The Ohio law, which also bars marital benefits for unmarried partners - homosexual or heterosexual - is the latest success for a campaign that began in 1996 when Congress passed its Defense of Marriage Act.
Since then, 37 state legislatures have jumped on the bandwagon with so-called DOMA laws. Pennsylvania and Delaware lawmakers approved bans on same-sex marriage in 1996. New Jersey lawmakers have not done so.
"The [Massachusetts] court is bucking a trend," said Kristie Rutherford, director of state and local affairs for the conservative Family Research Council, based in Washington. "These states have anticipated what Massachusetts would do and . . . enacted these laws to preempt it."
The scope and restrictions of state laws on marriage could affect anybody who moves from one state to another. The federal government traditionally has stayed out of such regulation, letting states decide whether to recognize one another's laws.
To advocates of marriage rights and benefits for gays and lesbians, the state-by-state trend is really a "last-ditch political campaign by the right wing to . . . freeze as much discrimination in place before they lose the battle," said Evan Wolfson, executive director of the New York-based group Freedom to Marry.

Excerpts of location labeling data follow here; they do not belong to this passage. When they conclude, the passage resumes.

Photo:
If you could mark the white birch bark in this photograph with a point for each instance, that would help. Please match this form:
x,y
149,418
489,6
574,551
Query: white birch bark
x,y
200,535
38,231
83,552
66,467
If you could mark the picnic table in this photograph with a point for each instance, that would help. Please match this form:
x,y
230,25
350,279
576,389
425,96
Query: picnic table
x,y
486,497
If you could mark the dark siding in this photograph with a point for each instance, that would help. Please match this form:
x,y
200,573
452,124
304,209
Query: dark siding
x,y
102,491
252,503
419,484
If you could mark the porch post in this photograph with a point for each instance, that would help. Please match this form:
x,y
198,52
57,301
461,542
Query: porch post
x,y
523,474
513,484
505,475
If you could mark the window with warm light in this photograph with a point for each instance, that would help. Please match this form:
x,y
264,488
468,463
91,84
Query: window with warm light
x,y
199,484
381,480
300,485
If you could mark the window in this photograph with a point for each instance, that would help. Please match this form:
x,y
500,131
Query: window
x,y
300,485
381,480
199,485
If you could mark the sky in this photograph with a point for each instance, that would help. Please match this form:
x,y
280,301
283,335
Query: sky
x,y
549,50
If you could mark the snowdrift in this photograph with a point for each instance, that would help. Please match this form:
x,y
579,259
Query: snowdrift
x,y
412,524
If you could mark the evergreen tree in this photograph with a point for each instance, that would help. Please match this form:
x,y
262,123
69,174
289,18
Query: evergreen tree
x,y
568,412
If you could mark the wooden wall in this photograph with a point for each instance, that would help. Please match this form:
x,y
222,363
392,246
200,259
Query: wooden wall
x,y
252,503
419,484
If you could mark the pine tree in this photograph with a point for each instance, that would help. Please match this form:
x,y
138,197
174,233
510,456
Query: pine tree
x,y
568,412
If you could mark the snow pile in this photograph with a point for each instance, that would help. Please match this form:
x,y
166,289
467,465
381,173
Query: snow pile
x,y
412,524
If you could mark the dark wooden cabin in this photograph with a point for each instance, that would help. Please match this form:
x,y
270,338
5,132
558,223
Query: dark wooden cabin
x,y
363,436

Wolfson likened the Massachusetts court to the first state court in the 1940s that overturned a ban on interracial marriage, despite widespread public skepticism and opposition by a majority of states at the time.
"Some state had to go first," Wolfson said.
Despite the trend, gay, lesbian and civil rights activists have made some inroads. They have staved off DOMA laws in about a dozen states and won explicit guarantees of some marital benefits by private companies, some municipalities, including Philadelphia, and a few states, most recently New Jersey.